Print 21 comment(s) - last by lexi222.. on Sep 23 at 1:55 PM

The bad news keeps streaming in for BlackBerry

The Wall Street Journal reported this week that BlackBerry was on the verge of slashing 40 percent of its workforce. Today, that news has come to fruition as the company announced that it would lay off 4,500 employees. This will leave BlackBerry with 7,000 employees worldwide.
In addition, the Canadian-based company announced some rather disastrous financials as well. We have been reported for quite some time that sales of BB10-based devices (Z10, Q10) have flopped since their introduction earlier this year. But now we know the full extent of the damage -- BlackBerry is taking a non-cash, pre-tax charge of $930 to $960 million primarily due to unsold Z10 smartphones. That figure ranks right up there with Microsoft's nearly $1B charge for its Surface tablets.
When the dust settles on fiscal Q2 2014, BlackBerry is expecting a GAAP net operating loss of $950 to $995 million.

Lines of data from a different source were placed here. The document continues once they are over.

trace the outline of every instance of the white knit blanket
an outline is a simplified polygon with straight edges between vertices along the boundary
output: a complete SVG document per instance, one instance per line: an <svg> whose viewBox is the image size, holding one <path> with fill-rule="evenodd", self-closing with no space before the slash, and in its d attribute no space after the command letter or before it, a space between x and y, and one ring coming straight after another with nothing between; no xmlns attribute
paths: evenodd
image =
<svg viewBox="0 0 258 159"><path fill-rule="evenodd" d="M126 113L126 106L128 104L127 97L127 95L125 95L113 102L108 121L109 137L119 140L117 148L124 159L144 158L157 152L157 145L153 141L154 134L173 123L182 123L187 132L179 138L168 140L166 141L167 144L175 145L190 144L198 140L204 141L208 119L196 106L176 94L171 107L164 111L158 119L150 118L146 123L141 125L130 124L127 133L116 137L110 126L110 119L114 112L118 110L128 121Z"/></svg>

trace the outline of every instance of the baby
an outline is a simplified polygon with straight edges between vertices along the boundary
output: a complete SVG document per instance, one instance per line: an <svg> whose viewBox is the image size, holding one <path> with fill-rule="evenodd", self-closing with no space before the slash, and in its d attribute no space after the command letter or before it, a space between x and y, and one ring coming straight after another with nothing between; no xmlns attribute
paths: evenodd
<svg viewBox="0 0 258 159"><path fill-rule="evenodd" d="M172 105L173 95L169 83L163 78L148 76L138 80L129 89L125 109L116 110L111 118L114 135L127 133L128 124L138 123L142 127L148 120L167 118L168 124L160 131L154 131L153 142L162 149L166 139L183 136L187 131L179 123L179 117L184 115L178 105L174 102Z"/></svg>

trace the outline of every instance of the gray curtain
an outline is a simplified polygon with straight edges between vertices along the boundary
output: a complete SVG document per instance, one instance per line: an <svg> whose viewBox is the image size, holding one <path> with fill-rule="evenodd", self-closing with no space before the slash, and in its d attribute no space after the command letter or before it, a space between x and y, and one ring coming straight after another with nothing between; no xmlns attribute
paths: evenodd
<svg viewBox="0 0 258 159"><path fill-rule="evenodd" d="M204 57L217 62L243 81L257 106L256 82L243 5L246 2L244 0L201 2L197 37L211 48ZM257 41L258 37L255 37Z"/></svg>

BlackBerry President and CEO Thorsten Heins [Image Source: The Star]
"We are implementing the difficult, but necessary operational changes announced today to address our position in a maturing and more competitive industry, and to drive the company toward profitability," said BlackBerry President and CEO Thorsten Heins. Going forward, we plan to refocus our offering on our end-to-end solution of hardware, software and services for enterprises and the productive, professional end user. This puts us squarely on target with the customers that helped build BlackBerry into the leading brand today for enterprise security, manageability and reliability."

BlackBerry will also transition away from producing consumer-centric smartphones and will instead focus on what it calls "enterprise and prosumer-centric" devices. Its smartphone device-count will drop from six to four, with two high-end and two entry-level smartphones.

Under this new arrangement, the laggard Z10 will become one of the two entry-level models while the newly announced Z30 will fill in one of the "high-end" slots.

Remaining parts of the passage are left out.